Idee | Pensiero Libero
La Festa della mamma, che celebriamo questa domenica tra i colori della primavera, non è solo un rito di gratitudine o una consuetudine commerciale. È, in profondità, l’occasione per misurare la temperatura sociale e psicologica di una figura che, nel corso dei secoli, ha subìto metamorfosi radicali, pur restando il cardine dell’esperienza umana.
Le radici di questa celebrazione affondano in un passato remoto, dai culti pagani di Rea e Cibele fino alla moderna istituzione di Anna Jarvis negli Stati Uniti d’inizio Novecento. In Italia, la festa ha trovato la sua forma definitiva negli anni Cinquanta, oscillando tra la celebrazione religiosa della Vergine e quella civile della donna come pilastro della famiglia. Tuttavia, se la storia ci consegna un’iconografia spesso idealizzata, la realtà del 2025-2026 ci restituisce un’immagine molto più complessa: quella della “madre equilibrista”.
Oggi, in Italia, essere madre significa abitare un paradosso. Da un lato, la maternità è celebrata come il valore supremo; dall’altro, i dati sulla denatalità (con un nuovo minimo storico sotto i 370 mila nati) e le difficoltà di conciliazione tra lavoro e cura raccontano una storia di solitudine. Le madri italiane sono tra le più “anziane” d’Europa al primo figlio e spesso si trovano a dover scegliere tra carriera e famiglia, in un sistema di welfare che fatica a tenere il passo dei tempi. La pressione sociale è raddoppiata: non basta più essere una madre presente, bisogna essere una “supermamma” performante, atletica, tecnologicamente aggiornata e professionalmente impeccabile.
È in questo scenario di ansia da prestazione che le parole dello psicoterapeuta Osvaldo Poli risuonano come un necessario richiamo alla realtà. Poli, da anni impegnato nell’analisi delle dinamiche familiari, invita a scardinare il senso di colpa che attanaglia le donne, poiché si tende ad attribuire a loro tutte le cause dei fallimenti dei figli. Secondo Poli, inoltre, uno dei grandi errori della pedagogia moderna è l’eccesso di “comprensività”, che trasforma le madri in servitrici dei bisogni emotivi dei figli, anziché in guide autorevoli. «Amare il figlio non significa assecondarlo, ma amare la verità più del figlio stesso», sostiene Poli e questo significa avere il coraggio di dire dei “no” che aiutino il bambino a crescere, uscendo da quel narcisismo primordiale che lo fa sentire il centro del mondo. La madre, nella visione di Poli, non deve essere perfetta, ma vera. Deve saper mostrare il proprio limite e la propria stanchezza, perché è proprio attraverso il riconoscimento del limite della madre che il figlio impara a rispettare l’altro e a diventare adulto. L’amore materno, dunque, non è solo accudimento, ma «cuore etico»: la capacità di traghettare il figlio verso l’autonomia, anche a costo di sembrare, momentaneamente, meno amabile.

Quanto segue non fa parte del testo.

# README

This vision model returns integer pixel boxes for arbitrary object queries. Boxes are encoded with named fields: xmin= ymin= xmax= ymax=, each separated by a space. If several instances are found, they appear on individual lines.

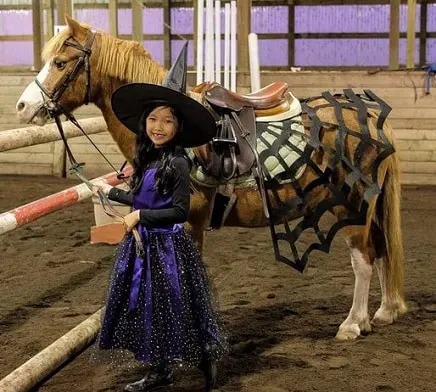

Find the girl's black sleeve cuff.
xmin=108 ymin=187 xmax=133 ymax=206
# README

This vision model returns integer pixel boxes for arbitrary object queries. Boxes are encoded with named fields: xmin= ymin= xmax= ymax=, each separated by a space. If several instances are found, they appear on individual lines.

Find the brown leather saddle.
xmin=196 ymin=82 xmax=290 ymax=181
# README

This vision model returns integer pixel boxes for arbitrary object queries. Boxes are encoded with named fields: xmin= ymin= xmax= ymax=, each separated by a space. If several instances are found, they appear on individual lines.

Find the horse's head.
xmin=16 ymin=16 xmax=95 ymax=125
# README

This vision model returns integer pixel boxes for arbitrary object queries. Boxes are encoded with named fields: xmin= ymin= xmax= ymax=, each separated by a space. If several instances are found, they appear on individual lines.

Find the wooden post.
xmin=419 ymin=0 xmax=428 ymax=66
xmin=389 ymin=0 xmax=400 ymax=69
xmin=162 ymin=0 xmax=171 ymax=69
xmin=406 ymin=0 xmax=416 ymax=69
xmin=132 ymin=0 xmax=144 ymax=45
xmin=32 ymin=0 xmax=42 ymax=71
xmin=109 ymin=0 xmax=118 ymax=37
xmin=236 ymin=0 xmax=251 ymax=80
xmin=57 ymin=0 xmax=73 ymax=25
xmin=46 ymin=0 xmax=55 ymax=41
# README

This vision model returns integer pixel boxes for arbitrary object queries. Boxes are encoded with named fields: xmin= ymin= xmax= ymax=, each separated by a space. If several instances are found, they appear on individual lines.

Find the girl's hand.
xmin=124 ymin=210 xmax=139 ymax=232
xmin=92 ymin=184 xmax=113 ymax=196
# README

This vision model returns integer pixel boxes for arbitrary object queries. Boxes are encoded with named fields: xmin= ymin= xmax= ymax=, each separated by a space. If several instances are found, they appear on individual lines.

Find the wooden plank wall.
xmin=0 ymin=71 xmax=436 ymax=185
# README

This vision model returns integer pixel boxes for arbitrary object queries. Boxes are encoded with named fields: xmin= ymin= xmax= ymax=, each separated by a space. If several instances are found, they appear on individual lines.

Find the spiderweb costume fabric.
xmin=260 ymin=89 xmax=395 ymax=272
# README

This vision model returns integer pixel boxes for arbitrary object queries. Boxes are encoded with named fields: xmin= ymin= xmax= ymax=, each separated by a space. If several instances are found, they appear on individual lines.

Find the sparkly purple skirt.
xmin=96 ymin=229 xmax=226 ymax=366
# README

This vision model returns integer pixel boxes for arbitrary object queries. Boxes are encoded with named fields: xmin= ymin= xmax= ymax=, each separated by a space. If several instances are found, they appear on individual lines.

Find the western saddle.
xmin=191 ymin=82 xmax=294 ymax=228
xmin=192 ymin=82 xmax=293 ymax=182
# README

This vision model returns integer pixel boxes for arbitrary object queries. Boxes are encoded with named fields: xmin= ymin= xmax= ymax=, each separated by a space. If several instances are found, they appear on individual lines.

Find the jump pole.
xmin=0 ymin=166 xmax=133 ymax=236
xmin=0 ymin=117 xmax=107 ymax=152
xmin=0 ymin=309 xmax=102 ymax=392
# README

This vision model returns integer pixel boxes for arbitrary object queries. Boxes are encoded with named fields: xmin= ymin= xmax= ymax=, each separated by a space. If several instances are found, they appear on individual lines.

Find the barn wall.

Questa complessità è da sempre ispirazione della grande letteratura. Pier Paolo Pasolini, nella sua struggente Supplica a mia madre, scrive: «Tu sei la sola al mondo che sa, del mio cuore, / ciò che è stato sempre, prima d’ogni altro amore». Qui la madre è depositaria dell’identità profonda del figlio, l’unica radice che resiste alle intemperie dell’esistenza. Allo stesso tempo, scrittrici come Natalia Ginzburg nel Lessico famigliare o Elsa Morante ne La Storia ci hanno mostrato madri fatte di carne, fatica e quotidiana resistenza. La letteratura ci ricorda che non esiste un unico modo di essere madre: esiste la tenerezza, ma esiste anche la rabbia, il sacrificio e, soprattutto, la perseveranza.
Celebrare la Festa della mamma oggi, dunque, significa fare un atto di giustizia: smettere di chiedere alle madri di essere eroine e iniziare a considerarle persone. Significa liberarle dal peso dell’infallibilità, e onorare quella «forza nella debolezza» cantata dai poeti. La sfida per il futuro è costruire una società in cui la maternità non sia un atto di coraggio isolato, ma una scelta sostenuta dalla comunità, affinché quel «cuore etico» possa continuare a educare i cittadini di domani con serenità e verità.